И тем не менее все может еще раз перевернуться. Конечно, чтобы заставить замолчать незабвение в памяти, клянущийся афинянин формально говорит в той же модальности (отрицание, будущее время), что и Электра, объявляющая о своей воле не забывать. Однако Электра не давала клятву – в самом деле, что такое клятва, которую дают самому себе? – и, слишком уверенная в своем господстве над временем, дочь Агамемнона говорила так, как если бы простого объявления о незабывающем бытии было достаточно для того, чтобы скрепить обязательство. Напротив, если и вправду только клятва позволяет амнистии возобладать над злопамятством, это потому, что, как мы видели, она обязана своей эффективностью двойному ручательству, к которому прибегает обещающая речь: ручательству богов, призываемых в качестве свидетелей и всегда готовых обрушиться с карами, и – что еще важнее – ручательству проклятия, ужасающей машине наказания для клятвопреступника, которую клянущийся – поскольку предусматривается, что однажды он отступится – заранее запускает против самого себя. Чтобы не дать отрицанию удвоиться в переотрицании, что разрушило бы его в тот момент, когда оно произносится, а также чтобы никто не осмелился просто стереть его посредством изъятия, необходима больше чем человеческая гарантия. Чтобы порвать с álaston pénthos, требовалось обращение к чему-то магическому[636]; чтобы вытеснить álaston на уровень, не достигающий слов, политическое нуждается в религиозном[637].
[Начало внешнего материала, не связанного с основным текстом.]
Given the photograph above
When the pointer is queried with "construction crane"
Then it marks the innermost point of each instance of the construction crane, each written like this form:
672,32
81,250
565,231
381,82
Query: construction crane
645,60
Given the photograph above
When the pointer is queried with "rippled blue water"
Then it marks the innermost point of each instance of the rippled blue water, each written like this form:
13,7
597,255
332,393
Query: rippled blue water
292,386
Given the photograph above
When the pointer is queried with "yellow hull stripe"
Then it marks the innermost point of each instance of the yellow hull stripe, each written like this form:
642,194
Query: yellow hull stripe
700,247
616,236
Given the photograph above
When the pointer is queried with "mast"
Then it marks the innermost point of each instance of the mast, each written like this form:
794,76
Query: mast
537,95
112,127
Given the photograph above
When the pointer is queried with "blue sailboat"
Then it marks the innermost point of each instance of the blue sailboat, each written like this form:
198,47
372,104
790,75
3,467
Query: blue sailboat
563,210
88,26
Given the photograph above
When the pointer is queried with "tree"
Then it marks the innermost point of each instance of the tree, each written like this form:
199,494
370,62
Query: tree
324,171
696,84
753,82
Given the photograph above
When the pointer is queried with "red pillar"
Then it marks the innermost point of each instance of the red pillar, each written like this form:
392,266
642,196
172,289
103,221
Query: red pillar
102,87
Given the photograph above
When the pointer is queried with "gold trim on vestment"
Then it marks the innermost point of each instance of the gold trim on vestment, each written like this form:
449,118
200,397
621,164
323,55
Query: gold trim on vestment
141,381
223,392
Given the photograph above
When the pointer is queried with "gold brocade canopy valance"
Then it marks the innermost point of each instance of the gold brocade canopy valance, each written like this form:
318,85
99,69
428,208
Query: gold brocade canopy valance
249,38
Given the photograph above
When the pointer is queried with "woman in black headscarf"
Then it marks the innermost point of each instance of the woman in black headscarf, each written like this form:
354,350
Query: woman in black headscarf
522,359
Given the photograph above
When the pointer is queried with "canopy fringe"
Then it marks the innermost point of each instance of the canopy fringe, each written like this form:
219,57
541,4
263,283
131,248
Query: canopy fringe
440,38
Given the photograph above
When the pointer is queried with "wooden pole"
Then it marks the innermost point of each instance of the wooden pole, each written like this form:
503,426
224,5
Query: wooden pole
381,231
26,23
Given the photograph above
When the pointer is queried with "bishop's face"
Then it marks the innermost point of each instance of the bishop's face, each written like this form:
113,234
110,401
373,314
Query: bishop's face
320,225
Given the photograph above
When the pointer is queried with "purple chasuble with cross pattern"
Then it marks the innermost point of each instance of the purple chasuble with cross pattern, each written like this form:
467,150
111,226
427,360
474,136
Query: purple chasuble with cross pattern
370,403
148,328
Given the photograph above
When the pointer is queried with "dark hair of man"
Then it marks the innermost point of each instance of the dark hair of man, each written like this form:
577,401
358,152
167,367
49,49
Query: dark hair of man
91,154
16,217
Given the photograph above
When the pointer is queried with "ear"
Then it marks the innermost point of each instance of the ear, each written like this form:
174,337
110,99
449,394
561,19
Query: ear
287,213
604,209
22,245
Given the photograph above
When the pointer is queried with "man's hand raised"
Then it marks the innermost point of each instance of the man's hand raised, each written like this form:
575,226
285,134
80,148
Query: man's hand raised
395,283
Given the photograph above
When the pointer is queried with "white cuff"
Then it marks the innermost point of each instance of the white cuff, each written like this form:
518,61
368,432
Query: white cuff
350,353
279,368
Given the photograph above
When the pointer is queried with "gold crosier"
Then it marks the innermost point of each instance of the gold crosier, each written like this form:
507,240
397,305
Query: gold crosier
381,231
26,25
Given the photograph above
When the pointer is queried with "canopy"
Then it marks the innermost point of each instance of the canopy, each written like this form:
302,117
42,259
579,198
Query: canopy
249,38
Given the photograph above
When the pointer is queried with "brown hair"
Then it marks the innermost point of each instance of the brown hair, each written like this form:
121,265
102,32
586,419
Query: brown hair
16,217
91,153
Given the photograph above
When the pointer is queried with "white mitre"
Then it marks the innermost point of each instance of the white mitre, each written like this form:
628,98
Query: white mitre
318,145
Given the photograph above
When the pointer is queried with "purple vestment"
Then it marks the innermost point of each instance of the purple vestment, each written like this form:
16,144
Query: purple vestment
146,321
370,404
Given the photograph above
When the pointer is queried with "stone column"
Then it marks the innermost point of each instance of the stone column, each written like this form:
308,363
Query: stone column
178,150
Я не забуду/я не проявлю злопамятство. Между одним и другим высказываниями пролегает все различие в ритуале речи, от которого ждут, что он придаст наибольшую эффективность менее резкой и выраженной из этих двух фраз.
В завершение попытаемся свести вместе оба конца этой цепи.
После того как каждый афинянин поклялся за самого себя, город всерьез надеется, что сумма отдельных обязательств восстановит коллектив; в то же самое время он оказывается надежно защищенным от последствий клятвопреступления, неукоснительно индивидуальных. Таким образом, обеспечив себе содействие богов, политическая инстанция может установить себя в качестве цензора памяти, единственного, кто вправе решать, что есть и чего не должно быть и какое употребление из этого можно сделать.
Аналогичным образом, начало «Илиады» может быть санкционировано только Музой, поскольку только дочь Памяти способна рассказать о mēnis так, чтобы повествование не было затронуто ужасающей аурой своего предмета; обращая гнев в славу, Муза открывает дорогу для благого анамнезиса, а поэт становится чистым инструментом этого пресуществления.
Благодаря согласию восстановив свою целостность, сообщество переобосновывает себя и принимает решения. Оно объявляет вне закона любое припоминание спорного прошлого, вытесняемого, поскольку оно конфликтное, – как если бы Память фигурировала в устрашающем списке потомков Ночи на месте и вместо Леты, как дочь Распри (Éris). Каждый афинянин должен забыть stásis, если сможет, и, независимо от того, сможет он или нет, повиноваться городу, конструируя для самого себя языковую машину против головокружительной ясности álaston.
Тогда политика вновь вступает в свои права – как гражданская и успокоительная версия забвения зол. Исчезают слова забвения, стираемые в интересах амнистии, остаются злосчастья. Но вспомнит ли еще кто-нибудь, что в «злосчастьях», запрещенных для памяти, скрывается как раз то, что в поэтической традиции отказывалось забывать?